The surrogacy and egg donation advocate recounted the story of her most recent surrogacy birth a few weeks ago, accompanying a photo of herself holding the baby (a "perfect" child and "screaming newborn mess") and standing next to the child's mother. The child pictured was the second baby that Holman (who has also donated eggs that resulted in the birth of 18 other children) had carried as a surrogate.
"Maybe you can't change the world. But you can give the world to someone and change their life."
For Holman, her experience as a surrogate and interacting with women suffering from infertility gave her a a new appreciation for how resilient women — especially mothers — can be. "Being a woman is so much more than having children. But for many women, being a mother is the most important and satisfying role that they will ever get to play," Holman wrote. "Mothers are often expected to do it all and make it look easy. But it's not easy. I've learned it's not always simple to become a mother."
The Australian mom of 3, who was able to have her own children easily, revealed that "it never occurred to [her] that it might not be so easy for everyone." Working as a nurse years ago, she encountered a woman who'd broken down crying after her latest attempt to conceive via IVF failed. That experience led Holman to donate her own eggs and, eventually, become a surrogate, helping other women achieve their dreams of motherhood.
She's now a passionate supporter of the process, and wrote about how moved she was by how tirelessly women who have suffered infertility fight for what they want.
"For many, their perseverance paid off. Now, they're Mums who get a rainbow macaroni necklace on Mother's Day, just like I do. But it wasn't easy," Holman wrote. "In all these women, donors, recipients, those who never conceived... I found the meaning of strength. Resilience. And love. Maybe you can't change the world. But you can give the world to someone and change their life."

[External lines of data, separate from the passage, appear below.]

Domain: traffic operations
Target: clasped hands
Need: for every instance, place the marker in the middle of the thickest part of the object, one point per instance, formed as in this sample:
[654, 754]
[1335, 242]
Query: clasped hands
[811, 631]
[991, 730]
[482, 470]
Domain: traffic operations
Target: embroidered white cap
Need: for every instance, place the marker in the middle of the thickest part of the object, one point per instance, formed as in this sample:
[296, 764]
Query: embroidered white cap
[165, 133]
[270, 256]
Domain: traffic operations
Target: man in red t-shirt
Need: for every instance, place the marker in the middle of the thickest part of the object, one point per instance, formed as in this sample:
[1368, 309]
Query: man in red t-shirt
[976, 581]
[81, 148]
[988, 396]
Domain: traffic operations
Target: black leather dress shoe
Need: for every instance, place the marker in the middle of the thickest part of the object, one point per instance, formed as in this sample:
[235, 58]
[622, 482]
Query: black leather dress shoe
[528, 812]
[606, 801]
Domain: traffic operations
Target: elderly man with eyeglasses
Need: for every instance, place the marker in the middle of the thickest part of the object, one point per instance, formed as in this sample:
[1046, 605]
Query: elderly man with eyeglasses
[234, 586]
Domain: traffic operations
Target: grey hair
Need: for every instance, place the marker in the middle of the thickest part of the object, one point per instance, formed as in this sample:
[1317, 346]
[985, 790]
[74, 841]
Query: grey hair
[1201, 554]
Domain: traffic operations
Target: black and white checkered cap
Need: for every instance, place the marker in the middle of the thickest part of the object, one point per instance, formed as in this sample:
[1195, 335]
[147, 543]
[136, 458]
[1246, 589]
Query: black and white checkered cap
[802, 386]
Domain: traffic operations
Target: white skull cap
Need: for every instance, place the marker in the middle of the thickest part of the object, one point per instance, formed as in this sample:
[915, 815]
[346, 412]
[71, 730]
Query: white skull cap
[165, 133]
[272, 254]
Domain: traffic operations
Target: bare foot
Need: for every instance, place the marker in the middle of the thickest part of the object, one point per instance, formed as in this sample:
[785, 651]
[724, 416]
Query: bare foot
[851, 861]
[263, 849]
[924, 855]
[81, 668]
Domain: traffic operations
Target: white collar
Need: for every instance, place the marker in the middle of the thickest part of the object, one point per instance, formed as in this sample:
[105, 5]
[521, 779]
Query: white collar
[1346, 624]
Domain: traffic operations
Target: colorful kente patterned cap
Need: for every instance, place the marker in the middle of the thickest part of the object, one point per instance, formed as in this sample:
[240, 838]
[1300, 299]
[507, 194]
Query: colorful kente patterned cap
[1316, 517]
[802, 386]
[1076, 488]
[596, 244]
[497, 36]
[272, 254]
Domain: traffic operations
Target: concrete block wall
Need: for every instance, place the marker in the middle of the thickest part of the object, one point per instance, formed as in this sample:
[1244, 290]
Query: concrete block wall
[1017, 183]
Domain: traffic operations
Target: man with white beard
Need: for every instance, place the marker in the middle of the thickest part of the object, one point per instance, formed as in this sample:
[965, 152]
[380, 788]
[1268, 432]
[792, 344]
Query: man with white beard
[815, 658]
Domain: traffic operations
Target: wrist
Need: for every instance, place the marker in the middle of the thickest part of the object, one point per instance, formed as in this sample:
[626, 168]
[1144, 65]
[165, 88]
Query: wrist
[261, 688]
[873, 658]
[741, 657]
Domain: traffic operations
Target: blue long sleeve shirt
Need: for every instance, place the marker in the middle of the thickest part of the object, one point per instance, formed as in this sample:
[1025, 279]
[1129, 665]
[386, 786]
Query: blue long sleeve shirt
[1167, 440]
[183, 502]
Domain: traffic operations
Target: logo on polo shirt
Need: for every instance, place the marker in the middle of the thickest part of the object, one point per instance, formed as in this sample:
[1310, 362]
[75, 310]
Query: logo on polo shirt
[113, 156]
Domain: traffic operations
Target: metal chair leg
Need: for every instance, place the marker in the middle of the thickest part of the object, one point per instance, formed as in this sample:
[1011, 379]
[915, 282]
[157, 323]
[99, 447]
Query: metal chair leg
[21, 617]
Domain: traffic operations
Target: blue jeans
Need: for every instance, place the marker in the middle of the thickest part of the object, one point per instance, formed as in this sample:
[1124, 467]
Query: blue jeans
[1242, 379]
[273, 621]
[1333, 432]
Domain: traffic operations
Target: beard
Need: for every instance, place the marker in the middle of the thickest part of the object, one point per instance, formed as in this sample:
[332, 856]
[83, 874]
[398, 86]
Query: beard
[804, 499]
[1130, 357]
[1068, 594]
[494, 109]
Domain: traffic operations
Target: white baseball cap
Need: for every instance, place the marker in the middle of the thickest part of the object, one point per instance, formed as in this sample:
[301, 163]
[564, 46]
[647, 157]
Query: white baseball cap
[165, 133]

After her first experience with egg donation, Holman went on to found Egg Donation Australia, an agency to help connect women with potential donors. In an interview with the Daily Mail, Holman shared her advice for women considering being surrogates: "I'd say to anyone who thinks they'd like to be an egg donor, talk to other women who have done it and don't jump in. If you understand the gift you're giving, it's right for you," she said. "Alone we can move stones, and together we can move mountains."